А его жена Лиза, морячка, останется на всю жизнь просто его женой, родит ему сына Володю и дочку Галю — моих двоюродных брата и сестру.
Из всех моих дядь и теть — а их было полдюжины по одной лишь материнской линии, — только Виктор Приходько сумел прожить жизнь в ладах с Советской властью, сделать карьеру, заслужить почет.
У всех остальных это не получилось.
… Ах, какое это было мороженое! Ах, какое это было счастье!
Не зря же я его помню.
Но вот, наконец-то, в доме на Гимназической появляется мой отец — Евсей Тимофеевич Рекемчук. Приехал откуда-то после таинственных и долгих своих отлучек.
Он не любит отдыха на диване вверх пузом. Да и пуза у него нет: высокий («выше-среднего роста», как сказано в агентурском донесении), сухощавый, подтянутый, энергичный. Едва переступив порог, повесив на плечики пиджак, освободив шею от галстука, в отглаженных брюках и белой рубашке, он достает из угла рапиры, одну из рапир берет себе, а другую вручает мне — защищайтесь, сударь!..
Эта фотография сохранилась.
Дуэлянты фехтуют в одесском дворике.
Что за стойка у старшего Рекемчука: ноги пружинят в бойцовской позиции, левая рука воткнута в бок, локоть четко отставлен, а правая рука выдвинута, жало рапиры водит пасы перед носом противника… Никакому д'Артаньяну, никакому Сирано и не снилась подобная молодецкая стойка!
А младший Рекемчук, лет эдак двух или трех, сжимает рукоять тяжеленной рапиры двумя ручонками, лишь бы не уронить, делает вид, что защищается, а сам беззащитен, потому что понимает, что это — игра, потому что защищаться все равно не умеет и никогда тому не научится.
И еще одна важная деталь. Лицо старшего Рекемчука на фотографии забрано фехтовальной сетчатой маской. Я же без маски, она была бы слишком велика для маленькой головы, да и он мог поручиться, что не нанесет мне вреда. А вот я вполне мог ткнуть рапирой невпопад. И он, на всякий случай, надел маску.
Но лишь благодаря тому, что лицо в маске, и сохранилась эта фотография. Единственная, где я запечатлен со своим отцом.
А ведь их было очень много. Но они пропали. Гораздо позже, в конце сороковых. Когда отца давно уже не было на свете. Когда взялись за мою мать:
Мама упорно твердила, что снимки исчезли, что однажды она пришла с работы домой, а на столе — открытый бювар, из него вынуты и унесены все фотографии, на которых запечатлен в единственном лице и среди других лиц Евсей Тимофеевич Рекемчук — только эти фотографии исчезли, все же остальные целы.

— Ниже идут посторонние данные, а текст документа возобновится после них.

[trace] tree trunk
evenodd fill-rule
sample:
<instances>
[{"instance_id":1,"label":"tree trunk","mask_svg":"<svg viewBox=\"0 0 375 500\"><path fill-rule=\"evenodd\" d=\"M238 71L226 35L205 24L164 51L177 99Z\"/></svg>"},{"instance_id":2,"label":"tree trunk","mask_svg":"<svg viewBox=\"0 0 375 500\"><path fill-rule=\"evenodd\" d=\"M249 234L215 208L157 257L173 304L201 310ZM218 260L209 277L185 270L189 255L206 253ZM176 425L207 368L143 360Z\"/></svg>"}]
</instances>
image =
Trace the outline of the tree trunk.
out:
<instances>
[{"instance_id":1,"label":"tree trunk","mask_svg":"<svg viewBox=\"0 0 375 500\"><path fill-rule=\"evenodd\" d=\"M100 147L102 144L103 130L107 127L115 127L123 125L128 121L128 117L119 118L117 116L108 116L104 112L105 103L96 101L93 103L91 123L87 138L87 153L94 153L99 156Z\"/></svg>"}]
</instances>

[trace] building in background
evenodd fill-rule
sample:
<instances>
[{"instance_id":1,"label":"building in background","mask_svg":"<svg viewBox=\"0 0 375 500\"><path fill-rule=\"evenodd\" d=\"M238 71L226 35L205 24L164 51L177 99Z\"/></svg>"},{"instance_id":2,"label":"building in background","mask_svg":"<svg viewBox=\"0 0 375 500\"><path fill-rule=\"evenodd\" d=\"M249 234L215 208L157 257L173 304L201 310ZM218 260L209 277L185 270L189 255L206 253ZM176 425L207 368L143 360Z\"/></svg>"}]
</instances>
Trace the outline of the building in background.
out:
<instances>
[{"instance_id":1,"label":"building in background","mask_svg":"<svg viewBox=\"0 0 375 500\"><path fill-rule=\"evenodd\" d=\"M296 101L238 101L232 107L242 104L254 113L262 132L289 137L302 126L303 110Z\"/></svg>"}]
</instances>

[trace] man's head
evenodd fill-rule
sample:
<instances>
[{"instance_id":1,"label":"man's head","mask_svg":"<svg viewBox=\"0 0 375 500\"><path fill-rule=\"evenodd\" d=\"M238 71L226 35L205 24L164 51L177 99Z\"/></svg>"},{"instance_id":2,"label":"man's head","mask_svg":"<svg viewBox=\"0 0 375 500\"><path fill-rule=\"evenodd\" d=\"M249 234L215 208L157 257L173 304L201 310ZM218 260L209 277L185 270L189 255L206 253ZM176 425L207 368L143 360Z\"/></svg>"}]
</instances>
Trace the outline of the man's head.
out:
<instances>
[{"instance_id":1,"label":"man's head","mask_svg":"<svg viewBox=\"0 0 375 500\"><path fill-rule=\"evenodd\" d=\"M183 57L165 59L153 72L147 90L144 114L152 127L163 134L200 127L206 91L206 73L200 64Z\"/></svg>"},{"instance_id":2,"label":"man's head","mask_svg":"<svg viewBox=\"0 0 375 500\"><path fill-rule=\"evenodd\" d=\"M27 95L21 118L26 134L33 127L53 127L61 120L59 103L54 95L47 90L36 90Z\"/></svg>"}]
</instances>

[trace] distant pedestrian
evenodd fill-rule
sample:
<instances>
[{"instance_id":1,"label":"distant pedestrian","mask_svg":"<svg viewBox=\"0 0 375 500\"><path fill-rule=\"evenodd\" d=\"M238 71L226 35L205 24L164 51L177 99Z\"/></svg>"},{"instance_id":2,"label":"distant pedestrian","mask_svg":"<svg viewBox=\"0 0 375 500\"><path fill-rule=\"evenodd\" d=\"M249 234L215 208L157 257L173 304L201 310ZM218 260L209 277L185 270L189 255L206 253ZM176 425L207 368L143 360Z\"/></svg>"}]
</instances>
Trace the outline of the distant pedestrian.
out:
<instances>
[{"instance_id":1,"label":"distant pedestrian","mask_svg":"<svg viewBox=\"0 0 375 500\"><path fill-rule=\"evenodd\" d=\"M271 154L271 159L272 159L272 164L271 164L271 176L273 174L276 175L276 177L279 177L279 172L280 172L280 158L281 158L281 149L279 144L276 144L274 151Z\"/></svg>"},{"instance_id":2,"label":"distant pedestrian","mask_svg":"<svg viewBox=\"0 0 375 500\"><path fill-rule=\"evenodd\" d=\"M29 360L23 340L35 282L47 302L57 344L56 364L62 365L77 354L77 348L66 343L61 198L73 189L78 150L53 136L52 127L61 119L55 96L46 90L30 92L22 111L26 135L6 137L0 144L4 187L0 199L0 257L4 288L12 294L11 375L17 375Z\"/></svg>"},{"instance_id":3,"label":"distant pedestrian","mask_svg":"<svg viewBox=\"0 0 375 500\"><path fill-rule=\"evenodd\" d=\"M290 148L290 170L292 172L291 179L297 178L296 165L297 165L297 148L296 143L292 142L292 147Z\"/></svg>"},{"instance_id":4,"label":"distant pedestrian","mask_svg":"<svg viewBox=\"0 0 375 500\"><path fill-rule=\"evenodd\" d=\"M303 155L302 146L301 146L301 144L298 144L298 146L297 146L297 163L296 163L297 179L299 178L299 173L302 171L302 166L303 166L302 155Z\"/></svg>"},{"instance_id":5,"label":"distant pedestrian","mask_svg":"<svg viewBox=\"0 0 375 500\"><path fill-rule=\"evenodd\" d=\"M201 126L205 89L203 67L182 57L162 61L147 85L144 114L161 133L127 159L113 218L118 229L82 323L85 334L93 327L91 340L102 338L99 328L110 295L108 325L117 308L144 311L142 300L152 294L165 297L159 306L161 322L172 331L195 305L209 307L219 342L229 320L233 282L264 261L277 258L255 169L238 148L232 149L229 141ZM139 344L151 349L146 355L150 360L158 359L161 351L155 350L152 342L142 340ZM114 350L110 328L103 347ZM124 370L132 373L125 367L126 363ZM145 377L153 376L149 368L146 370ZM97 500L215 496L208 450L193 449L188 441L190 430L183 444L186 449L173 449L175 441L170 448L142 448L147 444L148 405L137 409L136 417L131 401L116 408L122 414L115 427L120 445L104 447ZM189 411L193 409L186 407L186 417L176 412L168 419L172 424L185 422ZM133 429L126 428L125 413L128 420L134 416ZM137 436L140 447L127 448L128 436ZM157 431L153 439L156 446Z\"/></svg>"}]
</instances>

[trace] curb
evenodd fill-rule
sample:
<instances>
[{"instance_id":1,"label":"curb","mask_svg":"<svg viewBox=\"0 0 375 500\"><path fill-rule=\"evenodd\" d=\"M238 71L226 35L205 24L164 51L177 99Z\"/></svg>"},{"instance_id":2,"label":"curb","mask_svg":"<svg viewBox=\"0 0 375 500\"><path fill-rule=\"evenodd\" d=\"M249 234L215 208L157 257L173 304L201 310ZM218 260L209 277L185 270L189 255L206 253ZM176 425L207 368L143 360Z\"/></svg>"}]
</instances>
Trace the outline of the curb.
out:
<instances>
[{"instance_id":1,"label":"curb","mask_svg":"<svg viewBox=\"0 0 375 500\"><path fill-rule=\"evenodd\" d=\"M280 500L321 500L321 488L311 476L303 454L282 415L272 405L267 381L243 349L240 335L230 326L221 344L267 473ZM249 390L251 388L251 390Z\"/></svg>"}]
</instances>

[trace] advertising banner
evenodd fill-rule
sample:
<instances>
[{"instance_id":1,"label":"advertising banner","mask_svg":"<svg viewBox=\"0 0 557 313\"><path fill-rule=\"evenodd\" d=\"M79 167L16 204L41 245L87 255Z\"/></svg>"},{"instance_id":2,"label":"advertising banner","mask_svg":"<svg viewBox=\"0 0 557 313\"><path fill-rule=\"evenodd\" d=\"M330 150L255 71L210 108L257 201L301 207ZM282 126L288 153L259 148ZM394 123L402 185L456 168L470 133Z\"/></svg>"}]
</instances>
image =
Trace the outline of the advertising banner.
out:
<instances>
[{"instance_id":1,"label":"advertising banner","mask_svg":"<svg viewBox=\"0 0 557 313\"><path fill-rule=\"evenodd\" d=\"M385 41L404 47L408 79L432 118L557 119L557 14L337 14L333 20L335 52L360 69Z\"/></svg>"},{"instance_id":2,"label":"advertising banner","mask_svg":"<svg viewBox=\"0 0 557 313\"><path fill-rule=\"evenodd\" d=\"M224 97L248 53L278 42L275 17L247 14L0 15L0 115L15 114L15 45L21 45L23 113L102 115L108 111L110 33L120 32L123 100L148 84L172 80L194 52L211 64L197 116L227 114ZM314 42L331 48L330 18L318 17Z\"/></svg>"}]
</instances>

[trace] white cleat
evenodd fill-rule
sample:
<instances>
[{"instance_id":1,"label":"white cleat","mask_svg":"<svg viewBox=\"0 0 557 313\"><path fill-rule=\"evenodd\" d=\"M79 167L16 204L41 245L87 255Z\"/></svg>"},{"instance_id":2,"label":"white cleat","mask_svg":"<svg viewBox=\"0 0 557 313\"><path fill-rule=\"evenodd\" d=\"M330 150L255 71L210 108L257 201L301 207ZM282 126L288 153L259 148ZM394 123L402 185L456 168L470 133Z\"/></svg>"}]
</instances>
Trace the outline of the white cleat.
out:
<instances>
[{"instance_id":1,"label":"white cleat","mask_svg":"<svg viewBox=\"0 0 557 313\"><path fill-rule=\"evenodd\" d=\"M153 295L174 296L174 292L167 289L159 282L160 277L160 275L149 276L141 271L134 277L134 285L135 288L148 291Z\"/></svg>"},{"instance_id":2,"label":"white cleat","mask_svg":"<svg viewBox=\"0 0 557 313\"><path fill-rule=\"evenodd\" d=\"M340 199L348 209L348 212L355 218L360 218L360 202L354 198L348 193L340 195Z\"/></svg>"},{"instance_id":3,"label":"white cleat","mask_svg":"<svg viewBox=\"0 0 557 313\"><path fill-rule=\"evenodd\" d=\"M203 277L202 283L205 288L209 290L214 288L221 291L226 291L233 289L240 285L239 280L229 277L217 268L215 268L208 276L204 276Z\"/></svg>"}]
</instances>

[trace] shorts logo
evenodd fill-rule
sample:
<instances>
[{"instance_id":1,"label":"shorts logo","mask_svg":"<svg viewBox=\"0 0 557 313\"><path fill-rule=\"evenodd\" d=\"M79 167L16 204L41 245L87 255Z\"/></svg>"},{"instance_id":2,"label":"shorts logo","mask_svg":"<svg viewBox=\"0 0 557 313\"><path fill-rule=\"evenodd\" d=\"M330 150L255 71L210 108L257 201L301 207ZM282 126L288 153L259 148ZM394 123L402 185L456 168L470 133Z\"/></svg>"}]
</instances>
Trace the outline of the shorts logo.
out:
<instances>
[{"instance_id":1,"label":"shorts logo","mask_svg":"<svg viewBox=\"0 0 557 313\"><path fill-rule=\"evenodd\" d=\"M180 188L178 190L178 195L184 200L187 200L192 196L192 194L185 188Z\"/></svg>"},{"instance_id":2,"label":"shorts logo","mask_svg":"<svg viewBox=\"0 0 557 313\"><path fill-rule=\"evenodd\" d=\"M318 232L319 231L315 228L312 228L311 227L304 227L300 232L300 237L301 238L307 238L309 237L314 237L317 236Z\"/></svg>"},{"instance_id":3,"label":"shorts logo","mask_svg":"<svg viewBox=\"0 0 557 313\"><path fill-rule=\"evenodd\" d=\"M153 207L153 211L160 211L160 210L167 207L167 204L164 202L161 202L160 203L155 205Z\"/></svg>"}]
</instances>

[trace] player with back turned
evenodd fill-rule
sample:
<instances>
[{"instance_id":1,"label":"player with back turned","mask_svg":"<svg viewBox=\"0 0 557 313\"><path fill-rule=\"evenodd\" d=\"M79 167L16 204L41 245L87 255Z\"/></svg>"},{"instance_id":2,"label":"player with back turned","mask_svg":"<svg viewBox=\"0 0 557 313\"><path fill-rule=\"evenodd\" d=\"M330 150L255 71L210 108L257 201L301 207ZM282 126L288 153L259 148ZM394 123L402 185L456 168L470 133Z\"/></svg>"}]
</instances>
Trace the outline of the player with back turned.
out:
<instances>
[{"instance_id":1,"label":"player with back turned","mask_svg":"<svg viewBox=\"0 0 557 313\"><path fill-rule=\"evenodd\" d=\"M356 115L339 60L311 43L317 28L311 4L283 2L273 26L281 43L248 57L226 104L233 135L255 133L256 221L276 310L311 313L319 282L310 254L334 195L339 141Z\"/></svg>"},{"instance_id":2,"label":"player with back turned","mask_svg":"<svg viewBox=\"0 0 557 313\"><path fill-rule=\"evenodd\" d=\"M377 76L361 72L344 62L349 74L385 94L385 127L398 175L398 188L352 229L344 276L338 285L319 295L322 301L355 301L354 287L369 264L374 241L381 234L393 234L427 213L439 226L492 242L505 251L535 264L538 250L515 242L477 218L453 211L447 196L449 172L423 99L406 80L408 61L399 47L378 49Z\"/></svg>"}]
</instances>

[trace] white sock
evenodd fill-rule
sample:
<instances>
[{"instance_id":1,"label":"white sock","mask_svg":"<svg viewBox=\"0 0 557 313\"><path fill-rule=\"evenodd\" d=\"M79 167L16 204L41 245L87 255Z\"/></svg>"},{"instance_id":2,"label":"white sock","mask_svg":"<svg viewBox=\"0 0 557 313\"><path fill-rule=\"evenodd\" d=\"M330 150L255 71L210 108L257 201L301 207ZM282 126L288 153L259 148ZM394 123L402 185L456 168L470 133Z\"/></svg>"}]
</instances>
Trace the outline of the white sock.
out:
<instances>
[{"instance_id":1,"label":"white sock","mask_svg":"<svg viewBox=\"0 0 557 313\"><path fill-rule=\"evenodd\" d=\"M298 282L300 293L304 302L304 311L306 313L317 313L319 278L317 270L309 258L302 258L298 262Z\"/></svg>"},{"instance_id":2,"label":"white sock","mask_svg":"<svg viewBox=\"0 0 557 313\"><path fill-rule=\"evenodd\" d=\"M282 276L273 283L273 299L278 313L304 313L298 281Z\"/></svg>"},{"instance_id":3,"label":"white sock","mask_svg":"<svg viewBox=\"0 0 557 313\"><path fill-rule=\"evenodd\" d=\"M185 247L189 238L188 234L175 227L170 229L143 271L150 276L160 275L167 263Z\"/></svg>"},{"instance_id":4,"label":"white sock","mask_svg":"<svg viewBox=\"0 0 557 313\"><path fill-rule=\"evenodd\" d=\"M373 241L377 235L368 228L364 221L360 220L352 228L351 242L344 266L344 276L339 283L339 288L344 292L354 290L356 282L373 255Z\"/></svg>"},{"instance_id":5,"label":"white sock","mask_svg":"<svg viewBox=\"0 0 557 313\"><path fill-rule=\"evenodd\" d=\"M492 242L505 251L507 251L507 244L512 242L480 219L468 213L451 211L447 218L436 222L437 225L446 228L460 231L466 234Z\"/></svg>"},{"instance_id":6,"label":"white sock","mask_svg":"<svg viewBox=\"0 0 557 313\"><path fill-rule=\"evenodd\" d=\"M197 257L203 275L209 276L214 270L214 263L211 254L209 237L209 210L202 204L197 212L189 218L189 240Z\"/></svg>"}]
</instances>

Я не беру под сомнение этой версии. Но не исключаю и того, что снимки уничтожила — порвала, сожгла — сама мать. В минуту отчаяния, ужаса. Как бы уничтожая улики. Пытаясь спасти себя и меня.
Потому и уцелела лишь единственная фотография, где я с отцом — именно та, где его лицо в маске, где лица и нет, поди-докажи, что это он. Хотя, если честно, одна лишь фигура, одна лишь стойка в фехтовальной позиции с рапирой дает возможность, не заглядывая в лицо, узнать человека.
Вот так уцелела его единственная фотография.
Две другие мне подарили значительно позже — маленькие, с документов, с анкет — их выдрали прямо из бумаг расстрельного дела.
И я не знал, как благодарить за это.
Эпизодические появления моего отца в Одессе отчетливы в памяти.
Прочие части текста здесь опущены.